The rise of agentic AI tools caused Lei Zhu to rethink his role in bioinformatics.Credit: Lei Zhu
When I began my graduate studies, the first thing I needed to do was choose a research direction. The laboratory I joined focused on two main areas: functional assays and bioinformatics. This was more than a decade ago, and the typical workflow involved bioinformatics researchers analysing large data sets to identify genes associated with specific phenotypes or diseases, which would then be handed over to the functional-assay team for validation.
At the time, bioinformatics was a new, promising field, so I chose this path without hesitation. But, I did not have a programming background, so it was tough to get started. I began studying programming languages — first Perl, then R and Python.
Looking back, I’m happy with my choice. It was an exciting time, and the rapid growth of high-throughput technologies and new techniques — such as transcriptomics and genomics, and later single-cell biology — gave me plenty of data to work with. Solving biological problems through the code I wrote gave me a sense of self-worth.
Then, artificial intelligence (AI) tools, including ChatGPT, Manus and Grok, emerged. Their ability to spit out functional code threatened to make me redundant, but I wasn’t concerned at first because AI-generated code often contains errors that only appear during testing and require manual debugging. New ‘agentic’ modes of operation, however, were potential game-changers. These allow tools such as Manus to first generate code and then run it directly in the cloud, creating a seamless loop: from me asking questions, to the tool writing and executing code, to me receiving results. That was when I started to worry: in this age of AI, am I still necessary?

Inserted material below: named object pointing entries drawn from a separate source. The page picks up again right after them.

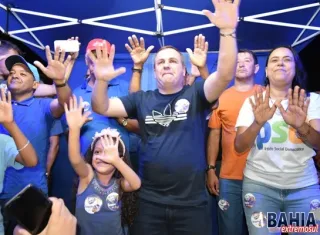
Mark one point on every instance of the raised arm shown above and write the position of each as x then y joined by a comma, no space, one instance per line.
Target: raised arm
296,117
105,72
56,71
226,19
198,58
139,55
27,155
75,120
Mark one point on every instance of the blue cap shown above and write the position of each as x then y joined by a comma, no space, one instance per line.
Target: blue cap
17,59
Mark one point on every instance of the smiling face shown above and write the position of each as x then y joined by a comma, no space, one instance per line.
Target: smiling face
169,69
21,80
99,165
246,67
281,67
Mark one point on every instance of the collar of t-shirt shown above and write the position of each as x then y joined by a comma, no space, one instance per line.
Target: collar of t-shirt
26,102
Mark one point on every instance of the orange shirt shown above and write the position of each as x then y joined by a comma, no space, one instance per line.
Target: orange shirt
225,117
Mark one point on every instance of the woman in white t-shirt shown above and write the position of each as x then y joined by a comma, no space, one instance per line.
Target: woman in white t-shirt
280,127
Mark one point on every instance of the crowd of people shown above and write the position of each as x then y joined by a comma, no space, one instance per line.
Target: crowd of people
268,134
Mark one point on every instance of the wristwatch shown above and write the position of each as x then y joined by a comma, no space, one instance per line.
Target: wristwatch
210,167
124,122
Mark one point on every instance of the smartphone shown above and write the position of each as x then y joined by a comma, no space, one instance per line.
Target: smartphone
67,45
31,208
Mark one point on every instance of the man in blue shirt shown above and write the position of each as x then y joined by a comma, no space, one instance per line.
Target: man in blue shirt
34,116
98,122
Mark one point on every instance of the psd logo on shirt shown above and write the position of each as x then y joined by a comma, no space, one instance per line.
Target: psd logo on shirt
164,119
278,132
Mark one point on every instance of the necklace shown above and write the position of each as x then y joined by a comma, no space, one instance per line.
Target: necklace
105,190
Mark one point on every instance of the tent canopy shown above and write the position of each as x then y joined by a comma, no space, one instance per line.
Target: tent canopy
263,24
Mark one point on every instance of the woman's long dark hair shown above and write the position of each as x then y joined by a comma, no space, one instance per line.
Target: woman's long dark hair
128,200
300,77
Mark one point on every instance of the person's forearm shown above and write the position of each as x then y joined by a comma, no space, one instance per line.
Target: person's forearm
45,90
52,154
128,174
69,70
227,59
99,98
309,136
218,81
27,153
245,140
135,83
74,146
204,72
63,94
213,147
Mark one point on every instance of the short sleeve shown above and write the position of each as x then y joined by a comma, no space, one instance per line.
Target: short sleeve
214,121
314,106
130,103
246,116
11,152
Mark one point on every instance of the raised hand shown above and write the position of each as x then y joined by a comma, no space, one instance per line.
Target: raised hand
103,63
110,143
137,50
296,113
56,66
75,117
199,55
6,113
261,108
226,14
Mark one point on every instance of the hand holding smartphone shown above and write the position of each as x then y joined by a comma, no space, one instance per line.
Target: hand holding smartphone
31,208
67,45
61,221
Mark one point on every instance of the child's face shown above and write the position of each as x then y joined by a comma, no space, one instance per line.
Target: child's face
98,164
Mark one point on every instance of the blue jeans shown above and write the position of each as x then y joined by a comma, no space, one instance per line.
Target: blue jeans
230,212
259,199
157,219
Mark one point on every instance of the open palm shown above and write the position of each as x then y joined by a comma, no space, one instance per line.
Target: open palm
199,55
226,14
137,50
103,63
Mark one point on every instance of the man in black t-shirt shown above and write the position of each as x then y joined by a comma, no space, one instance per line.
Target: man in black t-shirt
172,121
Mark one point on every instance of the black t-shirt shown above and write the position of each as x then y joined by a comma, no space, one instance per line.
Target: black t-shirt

Today’s AI tools can efficiently write code to perform biological analyses. I need only upload my data and provide a simple prompt, such as, ‘Assume you are a bioinformatics expert. Could you create ten visuals to represent different data based on your understanding of the data set above? Display the plots one by one, with a brief introduction.’ The AI provides the answers I need, sometimes exceeding my expectations. So, what is my role in this process?
I found out during a study of lung cancer. We had hundreds of tumour tissue gene-expression profiles, and I asked the AI to set up the analysis. It worked quickly, and even produced a tidy report. The preliminary results looked great — almost too good. The AI identified a statistically significant difference in gene-expression levels before and after a specific time point. But as I dug deeper, I saw that, halfway through the study, the lab had changed how the data were collected. The model had picked up on that difference — not one due to biology. What had looked like a breakthrough was actually just an artefact. Once I adjusted for that change, the difference became less dramatic but reflected real biology.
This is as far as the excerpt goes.